No, the real question is
one of anticipation, realization, and release. We anticipated building a
certain kind of life here, a permanent home where we built a little
refuge in an herbal wonderland and taught ourselves the joys of
developing what God has given us. We have just begun making friends
outside of church and seeing progress in our yard. We haven't even
started on half our plans for the house. Just as we are starting to
realize what we anticipated, we are being called to box it up and put it
away, maybe even sell it for the kingdom. We have no certainty that
God will bring us back to Oregon, even though our plans and fondest
hopes picture us here indefinitely.
So we are
embarking on a year of tidying up.
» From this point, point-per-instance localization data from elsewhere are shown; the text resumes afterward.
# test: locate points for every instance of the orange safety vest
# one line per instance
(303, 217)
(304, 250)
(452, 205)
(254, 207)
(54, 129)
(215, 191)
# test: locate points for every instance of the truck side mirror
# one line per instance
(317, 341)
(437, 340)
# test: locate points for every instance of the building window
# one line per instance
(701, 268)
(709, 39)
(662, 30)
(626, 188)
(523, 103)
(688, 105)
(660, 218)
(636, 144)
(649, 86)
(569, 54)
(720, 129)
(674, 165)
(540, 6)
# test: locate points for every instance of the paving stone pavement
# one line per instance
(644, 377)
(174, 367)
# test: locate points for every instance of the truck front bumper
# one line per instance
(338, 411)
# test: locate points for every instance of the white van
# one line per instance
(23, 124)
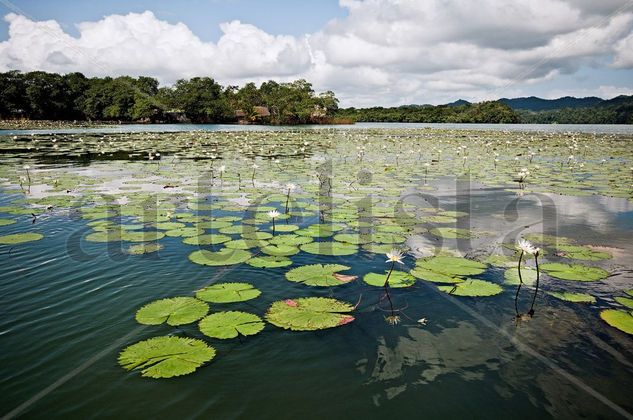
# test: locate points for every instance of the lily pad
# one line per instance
(577, 252)
(472, 287)
(309, 314)
(280, 250)
(573, 297)
(575, 272)
(397, 279)
(20, 238)
(172, 311)
(628, 302)
(228, 292)
(452, 266)
(269, 261)
(207, 239)
(320, 275)
(166, 357)
(330, 248)
(451, 233)
(622, 320)
(528, 274)
(225, 256)
(230, 324)
(143, 249)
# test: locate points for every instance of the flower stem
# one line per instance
(537, 282)
(516, 296)
(386, 286)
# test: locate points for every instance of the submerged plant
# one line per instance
(273, 214)
(526, 247)
(28, 177)
(290, 188)
(394, 256)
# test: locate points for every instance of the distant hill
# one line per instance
(532, 103)
(458, 102)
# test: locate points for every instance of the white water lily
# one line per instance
(394, 256)
(527, 247)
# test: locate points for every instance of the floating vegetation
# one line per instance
(473, 288)
(225, 256)
(622, 320)
(575, 272)
(318, 208)
(573, 297)
(320, 275)
(309, 314)
(228, 293)
(172, 311)
(166, 357)
(20, 238)
(230, 324)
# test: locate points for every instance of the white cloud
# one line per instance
(384, 52)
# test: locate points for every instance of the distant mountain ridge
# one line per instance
(533, 103)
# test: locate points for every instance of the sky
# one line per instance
(369, 52)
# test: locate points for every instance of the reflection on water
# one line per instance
(68, 304)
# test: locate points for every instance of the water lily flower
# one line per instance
(527, 247)
(394, 256)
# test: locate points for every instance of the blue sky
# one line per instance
(201, 16)
(370, 52)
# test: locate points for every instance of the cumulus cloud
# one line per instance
(383, 52)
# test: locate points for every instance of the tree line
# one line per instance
(492, 112)
(40, 95)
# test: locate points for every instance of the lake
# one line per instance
(96, 224)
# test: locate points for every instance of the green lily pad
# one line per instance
(230, 324)
(290, 240)
(269, 261)
(433, 276)
(397, 279)
(329, 248)
(228, 292)
(575, 272)
(528, 274)
(285, 228)
(225, 256)
(622, 320)
(172, 311)
(20, 238)
(577, 252)
(452, 266)
(244, 244)
(472, 287)
(186, 232)
(309, 314)
(628, 302)
(280, 250)
(207, 239)
(134, 236)
(166, 357)
(143, 248)
(451, 233)
(320, 275)
(573, 297)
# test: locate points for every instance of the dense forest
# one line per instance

New gutters and windows on the
house. Painting the house. (After all, the yard is almost where we
want it.) Sorting and throwing out/ giving away stuff we don't need or
don't want to store for a couple of years. Finding ways to make an
ergonomic computer desk without spending $3000. Generally, at this time
next year, or probably a little earlier, we'd like to be in a place
where we can go where we need to go.
And that's probably why I'm excited, ambivalent, and nervous, all at the same time.